Ms. Karen Lissy is a Justice Information Services Specialist for the Law and Policy Program of SEARCH, The National Consortium for Justice Information and Statistics. In this position, she provides assistance to state and local justice and public safety agencies to collect, curate, and use National Incident-Based Reporting System (NIBRS) data and computerized criminal history record (CCH/CHRI) information for policy analysis and development.

She also guides justice and related organizations in how to craft and implement laws, policies, practices, and technology applications to effectively collect and use CCH and related justice/public safety data; address legal, policy, and regulatory issues associated with CCH data; better manage and operate criminal justice information and identification systems; and develop security and privacy policies that protect justice information sharing systems.

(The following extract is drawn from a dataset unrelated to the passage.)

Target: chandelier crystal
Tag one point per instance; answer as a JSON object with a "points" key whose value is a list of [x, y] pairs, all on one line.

Ms. Lissy has nearly two decades of research and data analysis experience, having led projects and tasks in support of two agencies within the U.S. Department of Justice’s Office of Justice Programs (the Bureau of Justice Statistics and National Institute of Justice), as well as the Centers of Disease Control and Prevention, and multiple foundations, including Ford, Annie E. Casey, and Hewlett. Prior to joining SEARCH in October 2020, Ms. Lissy served as a Social Science Researcher at RTI International, as a regional Crime Analyst for the Redmond (WA) Police Department, and as Director of a research program with the Harvard Center for Risk Analysis. Beginning in 2012, Ms. Lissy’s work has focused on improving data in law enforcement to answer policy questions and improve community/police relations.

Ms. Lissy earned a Bachelor’s degree in Public Policy from Duke University, and a Master’s in Public Health from the University of North Carolina at Chapel Hill.